Confinées avec une personne violente Des données qui inquiètent les associations de protection des femmes et enfants victimes de violences domestiques. Depuis le premier week-end de confinement, les interventions des services de police pour des faits de violences conjugales se multiplient partout dans le pays. Dans les Yvelines, à Trappes, Versailles, Limay, l’Étang-la-ville, Achères ou encore Port-Marly, le nombre de violences ne cesse d’augmenter. En Indre-et-Loire, deux condamnations pour des faits de violences intrafamiliales ont déjà été prononcées. Dans le Lot-et-Garonne, à Bouglon, une femme en confinement est récemment décédée sous les coups de son conjoint.

« Le confinement est une mesure aggravante de leur situation de victime. Elles sont surexposées aux violences et ne disposent plus du temps, de l’espace nécessaire pour prendre la fuite ou appeler à l’aide », explique Caroline Chau, présidente de l’association pour l’accueil des femmes en difficulté (Apafed).

En permanence confinées avec les acteurs de violences, les victimes n’ont plus l’intimité nécessaire pour appeler à l’aide. Depuis le début du confinement, le volume d’appels sur le numéro national d’urgence pour les victimes de violences conjugales, 3919, a ainsi drastiquement baissé.

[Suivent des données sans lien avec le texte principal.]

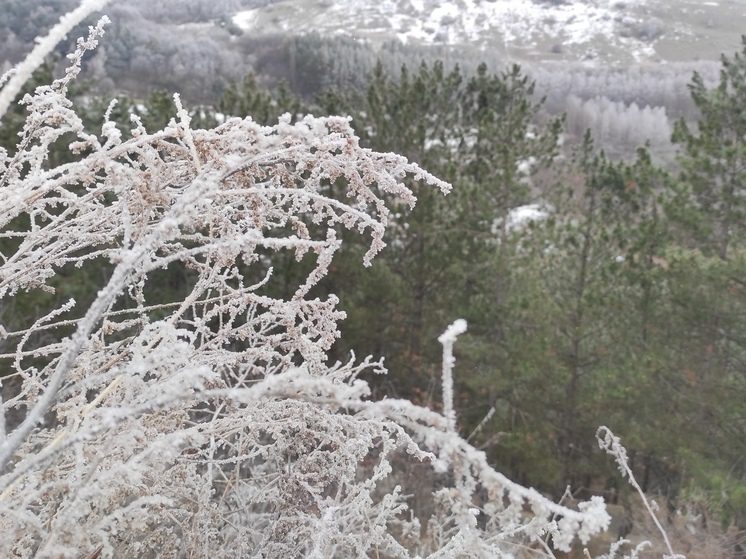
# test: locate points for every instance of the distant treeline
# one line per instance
(193, 47)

Pour prévenir les violences, des dispositifs renforcés Conscient du problème, le gouvernement a récemment rappelé que sa plateforme Arrêtons les violences, toujours disponible, permet d’alerter discrètement les services de police. Avec le numéro 17, elle est le canal à privilégier pour se protéger des dangers. Le parquet est aussi mobilisé pour intervenir le plus rapidement possible. Pour rappel, selon l’article 220-1 du Code civil, si les forces de l’ordre interviennent à la suite d’un signalement de violences conjugales, la loi prévoit que « le conjoint violent soit évincé du domicile ». Les femmes victimes de violences ont également la possibilité de « donner l’alerte directement dans les pharmacies », selon les annonces de Christophe Castaner. Sur le terrain, les associations continuent elles aussi d’agir. L’ Apafed , localisée à Bordeaux et sa région, maintient ses missions d’accueil et d’hébergement. À Tours, l'association France Victimes 37 prend en charge 24h/24 les victimes de violences conjugales, femmes et enfants. De son côté, Women Safe&Children maintient sa permanence téléphonique et continue à agir auprès de femmes et enfants, quel que soit le lieu où les violences sont perpétrées et quel que soit la forme de violence subie : son organisation pluridisciplinaire s’est mise en télétravail pour écouter et venir en aide aux victimes tant d’un point de vue psychologique, juridique, sociale que de la santé. Ses nombreux correspondants prendront le relai si nécessaire, selon le territoire d’origine de la victime.

Il n’est pas interdit de demander de l’aide, ni de fuir Enfin, les associations recommandent aux victimes de garder un lien avec leur famille et ami∙es, de ne pas hésiter à se renseigner sur leurs droits. Elles appellent en outre à la solidarité et à la vigilance entre voisins.